Aber BITTE nicht nur Empfehlungen aus dem 90-Euro Bereich, gerne auch sehr günstige, "gute".
In 10-Euro-Schritten wäre z. B. ganz gut.
Ich will hier auch keine Grundsatzdiskussion, dass Mp3-Player schwul wären, Handys doch besser sind? (seriously, wtf?!), gute In Ears mindestens 2245 Euro kosten und am besten von Jean-Michel Jarre handsigniert und abgeleckt wurden, richtige Schalenkopfhörer doch besseren Klang bieten und was auch immer einem noch einfällt...

Ich will etwas in meinem Preisbereich, weil ich bisher mit jedem In Ear-Kopfhörerpaar die Erfahrung gemacht habe, dass die Kabel irgendwann einfach brechen (meistens nach ca. nem halben Jahr).
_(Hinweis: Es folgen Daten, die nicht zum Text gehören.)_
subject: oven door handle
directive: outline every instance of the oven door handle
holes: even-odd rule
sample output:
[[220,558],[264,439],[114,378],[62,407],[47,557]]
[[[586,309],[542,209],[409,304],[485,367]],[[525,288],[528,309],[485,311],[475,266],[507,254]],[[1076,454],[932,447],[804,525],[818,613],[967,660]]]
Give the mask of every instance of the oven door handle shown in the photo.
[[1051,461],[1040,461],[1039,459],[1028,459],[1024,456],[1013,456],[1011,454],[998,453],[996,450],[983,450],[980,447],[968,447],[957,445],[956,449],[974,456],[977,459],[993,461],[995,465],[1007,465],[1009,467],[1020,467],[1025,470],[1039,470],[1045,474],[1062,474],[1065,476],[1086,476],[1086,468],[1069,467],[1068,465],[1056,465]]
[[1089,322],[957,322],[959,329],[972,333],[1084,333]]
Vielleicht mal sleeven oder sowas..Mal sehen. Werden auch bei mindestens. 2 Stunden unterwegs hören täglich immer gut belastet... 

Nun denn, die sollen ja zu meinen Hörgewohnheiten passen, also hier die wichtigen Daten:

Musikalische Richtungen: Tech Dance, Industrial, Drum & Bass, hard Trance, Minimal (um die wichtigsten zu nennen)
aber auch ab und an mal Metal, Hip Hop und IDM, um die zweitrangigen Richtungen zu nennen. (Notfalls: Signatur -> LastFM)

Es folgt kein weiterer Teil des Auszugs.